Pint-Sized Green Thumbs

Teaching kids about where their food comes from is a great activity, and you might just learn something yourself as you watch your seeds germinate and become towering plants. Or not-so-towering, as the case may be.

One really easy plant to get started is the sunflower, all cheery and fun to watch. Here’s a good site for reference: http://kidsinthegarden.co.uk/plants-for-kids/how-to-grow-your-own-sunflowers-with-your-kids/, and we’re reposting some basic directions for ya:

“From March onwards you can sow the seedlings at a depth of 2.5mm indoors in small containers filled with seed or multipurpose compost. Cover with a small polythene bag. Place on a warm windowsill inside and then harden them off outside in a sheltered position. When they have at least 4 leaves transplant them into your border once frost is no longer a danger, usually from mid- May onwards.” We’re past that stage now, but tuck away the info for next spring.

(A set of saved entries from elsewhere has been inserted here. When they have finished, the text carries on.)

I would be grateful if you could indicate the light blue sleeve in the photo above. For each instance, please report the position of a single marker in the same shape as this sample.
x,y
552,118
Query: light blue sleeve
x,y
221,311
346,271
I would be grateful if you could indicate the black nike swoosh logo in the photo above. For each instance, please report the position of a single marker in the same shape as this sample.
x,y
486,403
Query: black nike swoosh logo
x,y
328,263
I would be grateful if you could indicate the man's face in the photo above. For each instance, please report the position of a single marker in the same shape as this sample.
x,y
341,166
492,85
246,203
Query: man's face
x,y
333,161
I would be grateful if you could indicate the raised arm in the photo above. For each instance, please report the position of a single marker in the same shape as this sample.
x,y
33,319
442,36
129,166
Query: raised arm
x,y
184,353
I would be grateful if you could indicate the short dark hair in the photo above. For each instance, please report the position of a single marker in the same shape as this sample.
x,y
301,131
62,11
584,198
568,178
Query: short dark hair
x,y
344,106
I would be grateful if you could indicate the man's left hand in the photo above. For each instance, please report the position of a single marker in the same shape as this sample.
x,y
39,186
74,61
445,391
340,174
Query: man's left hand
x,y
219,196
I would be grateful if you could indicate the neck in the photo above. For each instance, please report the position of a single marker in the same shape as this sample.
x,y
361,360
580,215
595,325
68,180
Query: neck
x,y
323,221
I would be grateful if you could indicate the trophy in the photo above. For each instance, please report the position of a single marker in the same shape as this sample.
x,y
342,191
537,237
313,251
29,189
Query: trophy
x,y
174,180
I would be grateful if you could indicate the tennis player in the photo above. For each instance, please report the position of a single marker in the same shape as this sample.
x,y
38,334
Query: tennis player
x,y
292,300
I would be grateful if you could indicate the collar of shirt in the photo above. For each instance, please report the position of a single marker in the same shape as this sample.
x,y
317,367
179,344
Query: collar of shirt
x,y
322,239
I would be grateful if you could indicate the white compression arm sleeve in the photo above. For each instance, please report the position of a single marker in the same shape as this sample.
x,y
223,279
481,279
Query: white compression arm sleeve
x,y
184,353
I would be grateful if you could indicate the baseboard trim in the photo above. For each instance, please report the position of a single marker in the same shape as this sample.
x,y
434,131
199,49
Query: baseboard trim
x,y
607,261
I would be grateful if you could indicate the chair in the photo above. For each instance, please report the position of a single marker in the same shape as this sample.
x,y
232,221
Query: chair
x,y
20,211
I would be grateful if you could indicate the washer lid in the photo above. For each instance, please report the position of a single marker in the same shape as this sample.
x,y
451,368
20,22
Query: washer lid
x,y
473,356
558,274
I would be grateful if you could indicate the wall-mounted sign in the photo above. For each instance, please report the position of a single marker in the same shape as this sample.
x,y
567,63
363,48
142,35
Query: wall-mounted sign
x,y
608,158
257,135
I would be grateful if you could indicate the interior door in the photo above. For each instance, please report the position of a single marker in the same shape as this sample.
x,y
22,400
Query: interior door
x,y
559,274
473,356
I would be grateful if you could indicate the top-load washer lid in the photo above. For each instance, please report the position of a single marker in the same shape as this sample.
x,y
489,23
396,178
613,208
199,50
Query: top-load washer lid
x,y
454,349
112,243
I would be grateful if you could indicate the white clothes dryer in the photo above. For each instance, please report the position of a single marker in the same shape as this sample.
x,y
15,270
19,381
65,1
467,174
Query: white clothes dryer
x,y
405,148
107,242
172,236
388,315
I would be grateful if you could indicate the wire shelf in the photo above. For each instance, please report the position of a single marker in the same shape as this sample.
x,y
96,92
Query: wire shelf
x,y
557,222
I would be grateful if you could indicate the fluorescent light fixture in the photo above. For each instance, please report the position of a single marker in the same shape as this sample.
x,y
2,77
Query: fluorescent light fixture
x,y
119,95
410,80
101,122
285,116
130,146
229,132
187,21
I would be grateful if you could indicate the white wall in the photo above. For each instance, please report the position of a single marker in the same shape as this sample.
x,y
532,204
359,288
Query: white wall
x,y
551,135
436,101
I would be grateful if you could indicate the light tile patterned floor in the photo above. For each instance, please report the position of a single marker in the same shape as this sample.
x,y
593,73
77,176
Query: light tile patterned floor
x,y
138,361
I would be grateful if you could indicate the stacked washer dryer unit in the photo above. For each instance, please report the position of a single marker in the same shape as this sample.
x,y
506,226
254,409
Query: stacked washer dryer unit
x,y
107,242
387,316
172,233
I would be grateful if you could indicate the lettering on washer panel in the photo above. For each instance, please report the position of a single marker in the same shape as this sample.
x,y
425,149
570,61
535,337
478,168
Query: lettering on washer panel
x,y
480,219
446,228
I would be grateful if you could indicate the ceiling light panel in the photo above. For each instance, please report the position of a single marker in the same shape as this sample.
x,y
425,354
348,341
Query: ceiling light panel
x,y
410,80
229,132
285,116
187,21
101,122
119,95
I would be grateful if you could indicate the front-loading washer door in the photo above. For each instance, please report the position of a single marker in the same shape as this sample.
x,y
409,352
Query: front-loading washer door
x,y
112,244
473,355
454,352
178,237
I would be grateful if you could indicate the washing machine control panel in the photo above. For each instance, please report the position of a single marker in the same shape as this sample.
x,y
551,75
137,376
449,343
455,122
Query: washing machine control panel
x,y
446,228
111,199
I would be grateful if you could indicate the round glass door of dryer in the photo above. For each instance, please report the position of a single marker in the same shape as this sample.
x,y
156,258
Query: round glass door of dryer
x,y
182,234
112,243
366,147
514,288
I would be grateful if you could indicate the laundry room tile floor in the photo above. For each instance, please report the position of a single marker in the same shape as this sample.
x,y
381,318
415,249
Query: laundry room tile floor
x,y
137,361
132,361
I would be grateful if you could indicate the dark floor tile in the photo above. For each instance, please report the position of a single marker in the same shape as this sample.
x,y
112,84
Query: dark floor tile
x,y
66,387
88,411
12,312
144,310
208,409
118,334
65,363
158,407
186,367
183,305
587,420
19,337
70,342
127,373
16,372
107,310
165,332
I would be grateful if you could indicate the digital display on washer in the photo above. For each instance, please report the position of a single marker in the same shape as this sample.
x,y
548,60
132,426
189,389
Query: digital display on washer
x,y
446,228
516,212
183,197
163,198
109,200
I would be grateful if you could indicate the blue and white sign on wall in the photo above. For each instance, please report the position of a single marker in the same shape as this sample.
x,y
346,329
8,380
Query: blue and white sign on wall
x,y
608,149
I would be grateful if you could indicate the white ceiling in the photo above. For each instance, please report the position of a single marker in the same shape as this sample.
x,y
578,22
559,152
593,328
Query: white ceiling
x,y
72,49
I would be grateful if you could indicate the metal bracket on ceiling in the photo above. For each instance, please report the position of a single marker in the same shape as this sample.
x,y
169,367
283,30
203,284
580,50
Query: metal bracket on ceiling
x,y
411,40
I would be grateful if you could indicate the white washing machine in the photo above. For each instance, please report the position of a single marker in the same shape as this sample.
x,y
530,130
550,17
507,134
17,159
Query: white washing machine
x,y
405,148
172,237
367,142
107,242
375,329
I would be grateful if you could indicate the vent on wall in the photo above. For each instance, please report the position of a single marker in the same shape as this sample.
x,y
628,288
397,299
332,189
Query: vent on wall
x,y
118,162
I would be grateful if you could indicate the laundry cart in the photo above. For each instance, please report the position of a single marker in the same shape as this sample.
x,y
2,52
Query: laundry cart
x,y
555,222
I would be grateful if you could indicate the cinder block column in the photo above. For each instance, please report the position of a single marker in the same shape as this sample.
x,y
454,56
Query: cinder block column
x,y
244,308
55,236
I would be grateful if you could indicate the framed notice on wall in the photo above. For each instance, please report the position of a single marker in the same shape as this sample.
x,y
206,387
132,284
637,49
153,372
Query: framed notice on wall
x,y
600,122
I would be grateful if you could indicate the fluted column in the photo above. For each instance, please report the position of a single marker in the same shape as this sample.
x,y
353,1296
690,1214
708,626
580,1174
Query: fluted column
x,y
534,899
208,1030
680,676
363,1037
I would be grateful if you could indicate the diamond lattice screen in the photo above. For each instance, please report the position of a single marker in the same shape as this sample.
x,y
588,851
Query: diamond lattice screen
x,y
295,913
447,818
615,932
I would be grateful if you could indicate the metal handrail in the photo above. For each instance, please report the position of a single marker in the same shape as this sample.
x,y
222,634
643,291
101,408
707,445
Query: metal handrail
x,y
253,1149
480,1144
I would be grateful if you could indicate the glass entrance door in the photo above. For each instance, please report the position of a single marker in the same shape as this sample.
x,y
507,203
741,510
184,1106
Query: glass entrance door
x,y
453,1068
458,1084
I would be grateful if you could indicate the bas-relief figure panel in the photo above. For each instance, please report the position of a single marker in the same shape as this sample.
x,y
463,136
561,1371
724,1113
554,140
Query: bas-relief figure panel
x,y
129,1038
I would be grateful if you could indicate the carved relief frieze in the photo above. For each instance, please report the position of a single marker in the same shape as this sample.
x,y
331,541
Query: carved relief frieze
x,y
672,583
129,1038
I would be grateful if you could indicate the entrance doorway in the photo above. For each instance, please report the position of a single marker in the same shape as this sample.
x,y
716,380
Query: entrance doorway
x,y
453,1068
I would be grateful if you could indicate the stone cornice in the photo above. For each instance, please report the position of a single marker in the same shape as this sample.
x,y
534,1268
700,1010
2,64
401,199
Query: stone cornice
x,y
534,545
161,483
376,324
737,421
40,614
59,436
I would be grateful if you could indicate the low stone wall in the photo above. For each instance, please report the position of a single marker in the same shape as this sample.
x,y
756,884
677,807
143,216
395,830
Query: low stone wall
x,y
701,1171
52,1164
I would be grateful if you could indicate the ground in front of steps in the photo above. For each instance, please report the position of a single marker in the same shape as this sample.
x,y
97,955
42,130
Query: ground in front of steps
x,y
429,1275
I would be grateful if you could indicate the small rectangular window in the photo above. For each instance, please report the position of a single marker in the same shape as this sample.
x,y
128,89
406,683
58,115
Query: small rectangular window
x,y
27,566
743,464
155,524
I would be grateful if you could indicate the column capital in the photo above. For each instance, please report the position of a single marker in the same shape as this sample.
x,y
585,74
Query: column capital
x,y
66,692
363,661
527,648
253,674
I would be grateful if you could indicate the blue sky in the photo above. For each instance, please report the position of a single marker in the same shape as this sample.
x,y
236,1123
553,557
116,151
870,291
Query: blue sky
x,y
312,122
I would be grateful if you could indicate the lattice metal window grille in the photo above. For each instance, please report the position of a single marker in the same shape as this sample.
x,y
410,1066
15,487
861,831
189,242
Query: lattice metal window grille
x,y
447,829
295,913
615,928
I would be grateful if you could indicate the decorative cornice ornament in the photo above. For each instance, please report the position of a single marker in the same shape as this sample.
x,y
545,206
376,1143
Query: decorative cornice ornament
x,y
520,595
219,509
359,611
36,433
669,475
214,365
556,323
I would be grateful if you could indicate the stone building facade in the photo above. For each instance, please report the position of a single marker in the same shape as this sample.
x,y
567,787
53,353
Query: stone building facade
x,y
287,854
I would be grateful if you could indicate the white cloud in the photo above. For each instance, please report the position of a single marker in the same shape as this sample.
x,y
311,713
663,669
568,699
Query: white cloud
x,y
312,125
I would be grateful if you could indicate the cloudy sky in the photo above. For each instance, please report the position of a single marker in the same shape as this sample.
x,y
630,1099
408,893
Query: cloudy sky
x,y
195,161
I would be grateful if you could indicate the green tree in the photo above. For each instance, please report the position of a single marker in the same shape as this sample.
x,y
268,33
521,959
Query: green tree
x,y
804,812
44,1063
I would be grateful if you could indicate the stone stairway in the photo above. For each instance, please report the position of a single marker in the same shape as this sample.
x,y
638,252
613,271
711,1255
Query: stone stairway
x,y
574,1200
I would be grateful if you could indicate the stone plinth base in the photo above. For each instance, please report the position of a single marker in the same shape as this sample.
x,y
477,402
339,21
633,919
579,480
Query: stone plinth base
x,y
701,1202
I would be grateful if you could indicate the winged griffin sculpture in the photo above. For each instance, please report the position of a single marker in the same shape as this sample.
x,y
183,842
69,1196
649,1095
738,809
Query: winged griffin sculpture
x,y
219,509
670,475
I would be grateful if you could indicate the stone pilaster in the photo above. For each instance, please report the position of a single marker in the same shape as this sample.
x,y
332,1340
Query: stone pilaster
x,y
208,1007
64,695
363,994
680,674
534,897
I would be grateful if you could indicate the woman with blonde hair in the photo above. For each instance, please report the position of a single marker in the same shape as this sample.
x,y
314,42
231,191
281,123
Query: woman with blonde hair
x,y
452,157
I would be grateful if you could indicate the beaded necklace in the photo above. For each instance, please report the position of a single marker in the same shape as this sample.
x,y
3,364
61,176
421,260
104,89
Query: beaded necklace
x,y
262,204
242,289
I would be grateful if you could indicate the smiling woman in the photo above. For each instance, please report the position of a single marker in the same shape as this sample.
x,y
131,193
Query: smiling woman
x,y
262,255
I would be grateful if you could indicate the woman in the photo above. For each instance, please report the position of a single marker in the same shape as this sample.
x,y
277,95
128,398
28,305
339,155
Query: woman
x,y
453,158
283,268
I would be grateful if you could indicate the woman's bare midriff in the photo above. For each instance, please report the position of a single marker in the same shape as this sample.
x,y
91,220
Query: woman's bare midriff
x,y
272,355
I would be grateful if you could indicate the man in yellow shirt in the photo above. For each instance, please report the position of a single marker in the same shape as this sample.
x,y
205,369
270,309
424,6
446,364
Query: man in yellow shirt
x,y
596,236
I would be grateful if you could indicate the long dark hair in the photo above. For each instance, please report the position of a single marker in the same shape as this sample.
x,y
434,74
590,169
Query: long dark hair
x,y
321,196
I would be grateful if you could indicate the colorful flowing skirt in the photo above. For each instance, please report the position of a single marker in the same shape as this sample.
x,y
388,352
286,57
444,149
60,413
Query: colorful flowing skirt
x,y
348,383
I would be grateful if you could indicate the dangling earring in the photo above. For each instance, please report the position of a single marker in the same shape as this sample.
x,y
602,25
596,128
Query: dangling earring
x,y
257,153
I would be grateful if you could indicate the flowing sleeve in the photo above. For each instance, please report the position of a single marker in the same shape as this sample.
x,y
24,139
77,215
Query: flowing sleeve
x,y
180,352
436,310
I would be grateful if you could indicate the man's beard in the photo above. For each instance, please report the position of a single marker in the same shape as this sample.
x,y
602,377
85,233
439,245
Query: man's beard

Right now you’re looking at direct sowing.

“If you do not want to move seedlings then you can sow them in a sunny prepared flower bed when the soil is warm, usually from mid-April at 1cm depth (see seed packet for spacing) though watch out early in the season that your seedlings don’t become a tasty meal for the slugs. Make a second sowing about 2 weeks later to extend the flowering season.”

And there’s sowing outside in large pots. If you grow them in your garden, here are some tips: “All sunflowers like to be grown in a place that gets full sun. They need at least 6 hours of direct sunlight. When placing plants it is worth remembering that the buds follow the sun from east to west, but once they open, they usually face east. The French name for sunflower is ‘Tourne-a-sol’ meaning–turn to the sun. Tall sunflowers also work well grown against a sunny wall.”